Centre to study causes of forest fires in Uttarakhand
The Centre will study impacts of forest fires and will also outline reasons behind the unprecedented disaster that destroyed nearly 4,000 hectare forest cover across 13 districts in Uttarakhand, killing 9 people and injuring 17 others, officials said.Updated: May 07, 2016 12:30 IST
The Centre will study impacts of forest fires and will also outline reasons behind the unprecedented disaster that destroyed nearly 4,000 hectare forest cover across 13 districts in Uttarakhand, killing 9 people and injuring 17 others, officials said.
Forest fires between February 15 and June 15 shook the state government machinery for which help was sought from the National Disaster Mitigation Authority and the Indian Air Force. Despite being a regular phenomenon, the jungle inferno gave jitters to officials.
In order to scientifically understand the causes, extent of damage and evaluate loss of biodiversity, the Centre’s help has been sought, said state chief secretary Shatrughan Singh.
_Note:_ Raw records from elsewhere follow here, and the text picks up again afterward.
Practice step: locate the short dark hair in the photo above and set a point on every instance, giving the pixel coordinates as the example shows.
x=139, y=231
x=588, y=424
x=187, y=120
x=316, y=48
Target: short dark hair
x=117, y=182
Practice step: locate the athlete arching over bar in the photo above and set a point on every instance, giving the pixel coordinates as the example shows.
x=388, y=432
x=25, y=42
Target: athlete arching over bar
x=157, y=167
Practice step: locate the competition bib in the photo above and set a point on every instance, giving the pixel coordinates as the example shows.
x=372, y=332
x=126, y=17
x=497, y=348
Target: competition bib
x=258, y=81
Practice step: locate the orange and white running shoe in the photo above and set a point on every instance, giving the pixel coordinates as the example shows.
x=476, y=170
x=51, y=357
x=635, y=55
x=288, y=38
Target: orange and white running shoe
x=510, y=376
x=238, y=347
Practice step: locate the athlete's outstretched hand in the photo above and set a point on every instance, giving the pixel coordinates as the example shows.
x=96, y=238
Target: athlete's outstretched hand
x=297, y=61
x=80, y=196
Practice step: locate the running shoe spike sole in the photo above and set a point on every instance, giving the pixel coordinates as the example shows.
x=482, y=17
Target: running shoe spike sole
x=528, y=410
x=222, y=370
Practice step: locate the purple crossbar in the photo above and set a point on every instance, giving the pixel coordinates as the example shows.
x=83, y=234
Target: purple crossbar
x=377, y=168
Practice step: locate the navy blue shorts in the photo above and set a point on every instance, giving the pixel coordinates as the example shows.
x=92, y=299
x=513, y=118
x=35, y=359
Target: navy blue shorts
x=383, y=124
“I have requested Centre to send a team for a field visits to affected areas so that we can scientifically understand reasons behind the disaster. It will help us to remain prepared in future fire seasons,” he told Hindustan Times.
Singh highlighted another facet of forest fires, underlining the importance of soil conservation. “The soil was totally dry this season without any moisture that abetted the fires. So, we need to focus on moisture retaining techniques through soil conservation,” he said.
Dry weather, low precipitation and lack of hydration in the atmosphere were some of the reasons behind forest fires. But, forest officials largely blame it on man-made fires as a result of which 48 cases have been filed against locals who were found setting fires in the forests.
“Intentionally or unintentionally, forest fires are caused due to human activity,” said Rajinder Kumar Mahajan, head of forest force.
“Farmers set fire to their agricultural fields hoping for a better crop in the next season, people leave burning cigarette or bidi buds in fields, burning of leaf litter and pine needles to facilitate movement are some of the reasons why and how forest catches fire,” he said.
“With scientific monitoring, we hope to ascertain the reasons in more recorded format.”
Work on fire lines too will be reviewed by the central team. Fire lines are prepared in forest before fire season breaks out to counter fire incidents in the region. During December-January, nearly ‘5crore is provided to forest divisions to create fire lines. But, lack of monitoring is a concern.
Abhishekh Kumar, an environmentalist said, “Just by releasing funds for making fire lines do not help unless monitoring is done by higher officials. There should be a mechanism of rigorous monitoring of works done on the ground.”
State forest department has taken initiative to spread awareness about forest fires. But, they too lack comprehensive mechanism to educate villagers. “Preparations, if any, should be done in advance instead of the fire season,” said a senior forest official, who wished not to be named.